The tarsal tunnel is the canal that forms between a part of the ankle bone, at the bump on the inside of your ankle, also called the medial malleolus, and a band of ligaments across the foot called the flexor retinaculum.
The tarsal tunnel has nerves, tendons and arteries inside that allow movement and flexibility of your foot. One nerve inside the tarsal tunnel is called the tibial nerve, which gives the sensation you get at the bottom of your foot. However, when this nerve is compressed or pinched, you may suffer from a condition called tarsal tunnel syndrome, also known as posterior tibial neuralgia.
Causes Of Tarsal Tunnel Syndrome
Common causes of tarsal tunnel syndrome are the natural shape or mechanics of your feet, an injury or a disease:
- Flat feet or fallen arches. These cause strain and compression to the tibial nerve, thus irritating it.
- Swelling caused by an ankle sprain. The swelling may compress the tibial nerve.
- Enlarged or abnormal structures in the foot. Examples include swollen tendons, varicose veins, ganglion cysts or one spurs, which compress the nerve.
- Diseases such as diabetes and arthritis. These involve swelling that may result in compression on the nerve.

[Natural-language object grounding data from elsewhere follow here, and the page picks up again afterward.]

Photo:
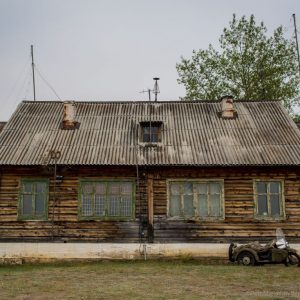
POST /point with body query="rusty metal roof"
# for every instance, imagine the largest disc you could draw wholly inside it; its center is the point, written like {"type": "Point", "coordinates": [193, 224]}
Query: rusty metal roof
{"type": "Point", "coordinates": [192, 134]}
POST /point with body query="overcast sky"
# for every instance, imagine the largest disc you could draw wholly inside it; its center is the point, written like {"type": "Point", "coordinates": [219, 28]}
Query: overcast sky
{"type": "Point", "coordinates": [107, 50]}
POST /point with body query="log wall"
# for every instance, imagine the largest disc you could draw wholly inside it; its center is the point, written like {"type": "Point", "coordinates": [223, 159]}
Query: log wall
{"type": "Point", "coordinates": [239, 223]}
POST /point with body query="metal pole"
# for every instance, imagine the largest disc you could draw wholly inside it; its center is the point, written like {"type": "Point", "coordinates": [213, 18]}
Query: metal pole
{"type": "Point", "coordinates": [156, 88]}
{"type": "Point", "coordinates": [32, 64]}
{"type": "Point", "coordinates": [296, 37]}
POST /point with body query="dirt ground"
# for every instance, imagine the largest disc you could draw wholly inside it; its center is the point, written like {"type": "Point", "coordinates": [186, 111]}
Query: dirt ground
{"type": "Point", "coordinates": [148, 280]}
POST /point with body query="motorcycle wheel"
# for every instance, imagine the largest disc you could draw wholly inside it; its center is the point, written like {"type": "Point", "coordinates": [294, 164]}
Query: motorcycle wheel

People with tarsal tunnel syndrome, often have the following symptoms:
- Pain, which may be shooting
- Burning sensation, tingling or a feeling similar to an electric shock
You’ll most probably feel symptoms on the inside of your ankle and/or the bottom of your foot. Some people may experience a symptom that is isolated, that is just in one area and others, may have symptoms that stretch to the heel, toes, arches and the calf.
Some symptoms may be sudden, while others may progress with time and worsen due to activities such as prolonged standing, working out or walking. Starting a new exercise program without expert supervision or care may increase your risk too.
Treatment For Tarsal Tunnel Syndrome
Early treatment is recommended because, if left untreated, the condition may worsen and cause permanent nerve damage. Sometimes symptoms for tarsal tunnel syndrome may be confused with other conditions, therefore, proper diagnosis is critical.
Conventional treatment methods for tarsal tunnel syndrome include:
- Ice. Apply an ice pack wrapped in a towel to the affected area for 15 to 20 minutes every 40 minutes.
- Medications. NSADs, such as ibuprofen may help reduce pain and inflammation.
- Immobilization. Restricting movement of the foot with a cast will help the nerve and surrounding tissues heal.
- Physical therapy. Exercises and ultrasound therapy as instructed by the physical therapist may help reduce symptoms.
- Bracing. People with tarsal tunnel syndrome who have severe symptoms and nerve damage or flat feet may benefit from wearing a brace such as the McDavid Ultralight Ankle Brace 195, which offers incredible ankle protection. A brace will reduce the amount of pressure on the foot and help the ankle heel faster.
- Shoes and orthotic devices. Supportive shoes with custom inserts are recommended to maintain the foot’s arch, limit repetitive motion and help reduce compression on the tibial nerve.
- Surgery. In some cases, surgery may be needed to treat tarsal tunnel syndrome. This, of course, will be determined by your doctor during the diagnosis.